Steel Dynamics, Inc. announced second quarter earnings of $94 million, an increase of 7 percent from figures the same time last year. Revenues increased to $911 million, 11 percent higher than the year-ago quarter and 5 percent higher than the first quarter of 2007. Second quarter consolidated shipments of 1.2 million tons were about the same as shipments in the second quarter of 2006 and slightly less than the first quarter of 2007.
In the first half of 2007, SDI's net income increased 13 percent to $196 million, compared to $173 million in last year's first half. First half net sales increased to $1.8 billion, 19 percent higher than the first half of 2006. Consolidated shipments of 2.5 million tons for the first half of 2007 were 9 percent higher than last year's first half. Average sales price per ton for consolidated sales increased to $714 per ton for the first half, an increase of 9 percent compared to last year's first half. SDI's first-half cost for steel scrap increased 10 percent per net ton charged from the first half of 2006.
"Second quarter operating income was relatively flat versus the first quarter due to lower shipping volumes for flat-rolled and bar steels." said Keith Busse, chairman and CEO of Steel Dynamics. "Our Structural & Rail Division achieved record shipments and record operating profit during the second quarter. Despite lower shipping volumes, our bar mills achieved strong operating results. Demand for flat-rolled steel turned out to be weaker than initially expected, reducing our shipping volume for sheet steels and resulting in more moderate price increases than anticipated for flat-rolled products."
Higher priced scrap purchased in the latter part of the first quarter and melted in the second quarter resulted in higher second quarter costs, as SDI uses the FIFO method of inventory accounting. The second quarter's average scrap cost per net ton charged increased $44 compared to the first quarter. Declining prices for steel scrap purchased during the second quarter helped to improve margins toward the end of the quarter, and are expected to have a stronger positive effect on third quarter profit margins.
Operating margin for the second quarter was 18 percent, compared to 20 percent in the first quarter of 2007. Second quarter operating profit per ton shipped was $136, unchanged from the first quarter of 2007. The second quarter's average consolidated selling price increased to $739 per ton shipped, compared to $689 in the first quarter.

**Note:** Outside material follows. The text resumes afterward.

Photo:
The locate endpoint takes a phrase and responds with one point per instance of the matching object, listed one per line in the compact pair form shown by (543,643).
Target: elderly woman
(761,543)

The increase in average selling price was principally due to the strength in long-products pricing.
"Our outlook for the third quarter is very positive," Busse said. "The cost of ferrous resources for delivery mid-to-late second quarter has trended down and third-quarter scrap prices appear to be stable. We expect selling prices to remain relatively steady or improve somewhat, setting the stage for an expected improvement in profit margins for the third quarter. All of SDI's long products divisions are experiencing solid order books, strong shipping rates, and strong selling values. For the first half of 2007, our long products mills accounted for 53 percent of the company's steel shipments.
"We expect market demand for flat-rolled steel to improve in the third quarter, following several months of inventory liquidation, which would provide the possibility of a higher third-quarter volume of shipments and improved profit margins for sheet products. Combined with continued strong results for long products, we expect higher third-quarter earnings in the range of $1.10 to $1.15 per diluted share, subject to certain purchase accounting adjustments related to our acquisition of The Techs. We are in the process of determining purchase price allocations and cannot yet ascertain the impact to third quarter earnings. We expect to have a better assessment by the end of August and, we will determine the necessity of updating our third quarter guidance at that time," Busse said.